The papers I have read do not show estimation uncertainty around their projected numbers. It is one of my pet peeves that scientists who model climate change or any other scientific phenomenon put error bars around their projections to show the range of possible outcomes. Economists never do that – probably because they would have to admit that the estimation uncertainty is so large that everyone would realize how useless their predictions are. Just think of all the great economic forecasts in 2006 or 2007 that showed that a recession is unlikely and the projected decline in economic output from a housing crisis should be in the range of a few percentage points. Back then, it was the second-round effects that created the real damage on the economy and the global financial system. It was how banks and investors reacted, once they started to panic that caused the real damage to the economy. Econometric models are inherently smooth and thus almost never predict a significant crisis. How accurate are these predictions going to be when faced with an unprecedented phenomenon like climate change that has the potential to create widespread panic amongst investors and businesses?

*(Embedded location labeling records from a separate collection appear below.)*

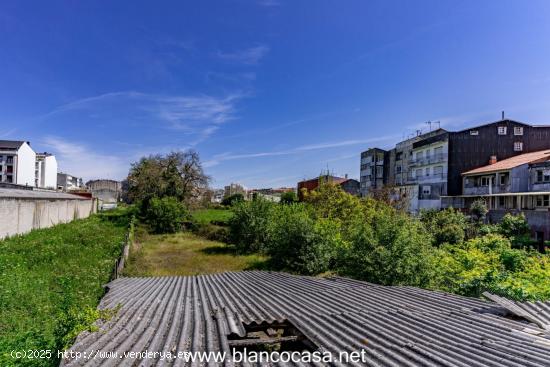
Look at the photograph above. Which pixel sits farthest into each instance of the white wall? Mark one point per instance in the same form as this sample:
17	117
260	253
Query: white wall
19	216
50	172
26	159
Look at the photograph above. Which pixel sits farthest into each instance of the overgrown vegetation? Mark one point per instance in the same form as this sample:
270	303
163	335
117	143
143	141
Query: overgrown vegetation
51	282
370	240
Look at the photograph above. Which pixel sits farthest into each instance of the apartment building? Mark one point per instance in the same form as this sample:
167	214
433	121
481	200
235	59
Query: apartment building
17	162
517	184
67	182
45	171
429	166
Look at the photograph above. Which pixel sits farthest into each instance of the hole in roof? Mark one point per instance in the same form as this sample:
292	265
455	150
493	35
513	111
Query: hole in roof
271	337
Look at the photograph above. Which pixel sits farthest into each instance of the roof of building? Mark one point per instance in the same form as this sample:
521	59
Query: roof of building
37	194
11	144
510	163
395	326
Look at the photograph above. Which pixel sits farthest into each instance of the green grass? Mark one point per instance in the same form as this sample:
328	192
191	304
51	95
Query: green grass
50	284
185	254
205	216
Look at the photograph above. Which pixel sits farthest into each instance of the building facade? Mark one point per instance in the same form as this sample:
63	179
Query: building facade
17	163
66	182
429	166
45	171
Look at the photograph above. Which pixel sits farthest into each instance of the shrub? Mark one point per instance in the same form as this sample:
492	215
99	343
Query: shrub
298	243
446	226
165	215
248	227
232	200
289	197
393	249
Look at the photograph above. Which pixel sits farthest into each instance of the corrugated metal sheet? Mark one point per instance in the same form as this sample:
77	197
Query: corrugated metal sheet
536	312
396	326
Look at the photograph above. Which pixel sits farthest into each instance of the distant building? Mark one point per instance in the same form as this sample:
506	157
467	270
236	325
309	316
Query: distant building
349	185
106	191
513	185
233	189
17	163
45	171
66	182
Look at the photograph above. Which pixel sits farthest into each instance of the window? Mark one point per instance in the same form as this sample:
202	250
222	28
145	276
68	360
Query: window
503	178
485	181
542	175
543	200
518	130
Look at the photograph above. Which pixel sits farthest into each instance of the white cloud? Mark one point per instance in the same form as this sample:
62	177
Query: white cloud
249	56
79	160
200	115
217	159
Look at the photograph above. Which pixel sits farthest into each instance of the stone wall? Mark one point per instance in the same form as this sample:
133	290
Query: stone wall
21	215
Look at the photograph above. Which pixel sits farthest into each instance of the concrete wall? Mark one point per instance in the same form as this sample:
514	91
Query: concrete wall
26	159
19	216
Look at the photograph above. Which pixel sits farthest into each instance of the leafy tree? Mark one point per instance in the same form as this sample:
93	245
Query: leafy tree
165	215
479	210
446	226
233	199
298	243
178	174
391	249
289	197
248	226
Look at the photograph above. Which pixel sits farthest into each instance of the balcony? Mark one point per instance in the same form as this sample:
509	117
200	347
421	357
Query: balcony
431	159
470	189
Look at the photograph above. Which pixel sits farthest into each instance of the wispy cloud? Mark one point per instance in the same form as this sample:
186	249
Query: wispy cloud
217	159
79	160
199	115
248	56
269	3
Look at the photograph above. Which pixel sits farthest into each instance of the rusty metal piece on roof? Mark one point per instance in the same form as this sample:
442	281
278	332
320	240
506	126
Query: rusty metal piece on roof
537	312
394	326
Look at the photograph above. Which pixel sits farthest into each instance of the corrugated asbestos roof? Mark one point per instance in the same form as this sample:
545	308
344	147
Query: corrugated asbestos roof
512	162
37	194
536	312
396	326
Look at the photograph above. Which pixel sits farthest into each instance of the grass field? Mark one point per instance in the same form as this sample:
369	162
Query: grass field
50	284
185	254
205	216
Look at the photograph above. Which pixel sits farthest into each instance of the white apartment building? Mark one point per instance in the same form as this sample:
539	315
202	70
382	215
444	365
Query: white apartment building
17	162
428	168
45	171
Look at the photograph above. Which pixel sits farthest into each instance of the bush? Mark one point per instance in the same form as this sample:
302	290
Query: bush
446	226
298	243
232	200
289	197
165	215
392	249
248	227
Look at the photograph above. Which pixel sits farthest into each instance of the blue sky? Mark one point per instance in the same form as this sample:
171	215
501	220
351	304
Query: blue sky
267	91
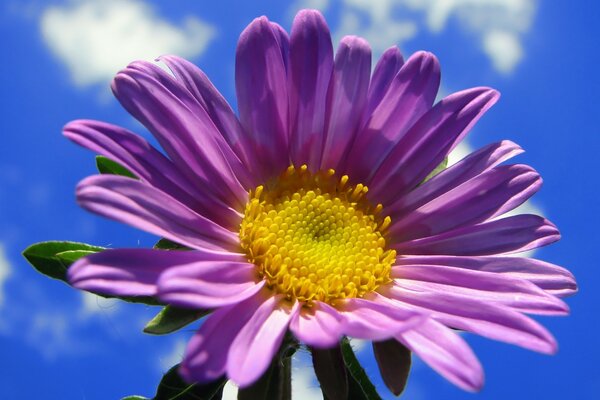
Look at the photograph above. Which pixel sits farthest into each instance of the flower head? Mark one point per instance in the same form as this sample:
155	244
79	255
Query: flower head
309	212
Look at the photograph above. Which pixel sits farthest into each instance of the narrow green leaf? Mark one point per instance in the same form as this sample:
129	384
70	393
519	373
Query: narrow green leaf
166	244
359	384
44	256
443	165
173	387
170	319
54	258
108	166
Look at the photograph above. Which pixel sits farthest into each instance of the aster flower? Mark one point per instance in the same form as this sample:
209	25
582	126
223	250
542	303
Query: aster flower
309	212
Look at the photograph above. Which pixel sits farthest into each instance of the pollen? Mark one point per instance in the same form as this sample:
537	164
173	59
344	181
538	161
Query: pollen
313	236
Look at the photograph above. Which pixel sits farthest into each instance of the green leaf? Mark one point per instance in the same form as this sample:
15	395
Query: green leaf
443	165
173	387
54	258
166	244
44	256
170	319
108	166
359	384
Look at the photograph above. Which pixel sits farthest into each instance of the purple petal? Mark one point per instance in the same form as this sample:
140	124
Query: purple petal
183	128
375	319
257	342
346	98
480	317
205	357
508	235
409	96
518	294
455	175
137	155
446	352
261	87
553	279
318	326
428	142
310	69
208	284
219	111
386	69
137	204
492	193
132	272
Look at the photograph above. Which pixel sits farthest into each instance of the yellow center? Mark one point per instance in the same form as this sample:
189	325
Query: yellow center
314	237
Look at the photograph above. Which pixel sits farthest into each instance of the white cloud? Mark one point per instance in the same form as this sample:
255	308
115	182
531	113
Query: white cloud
497	25
5	271
96	38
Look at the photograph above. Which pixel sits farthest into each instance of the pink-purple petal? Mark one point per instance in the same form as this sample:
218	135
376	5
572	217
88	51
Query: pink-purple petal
262	93
205	357
208	284
518	294
140	205
489	194
151	166
183	129
131	272
553	279
483	318
385	70
318	326
428	142
503	236
446	352
309	72
258	340
346	98
375	318
469	167
409	96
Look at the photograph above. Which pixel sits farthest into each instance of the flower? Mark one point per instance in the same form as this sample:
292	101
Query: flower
308	213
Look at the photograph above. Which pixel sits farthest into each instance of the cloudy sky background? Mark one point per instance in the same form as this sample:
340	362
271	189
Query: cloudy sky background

Finally, we are already witnessing a “third round effect”, namely the political polarization in developed countries and the rise of anti-immigration parties. If the small number of migrants of the last couple of years can create the political upheaval we have witnessed since 2015, what kind of a political landscape will we face if there is a proper flood of migrants coming to the developed countries in the North? And what kind of economic policies will the politicians who get elected in such an environment, enact?
In short, I think the studies discussed here are a good start, but just like with climate science, we will need decades more research before we can model the economic impact of climate change accurately enough to use this data for investment purposes. Until then, investors will simply have to adapt to a changing economic environment as they go along.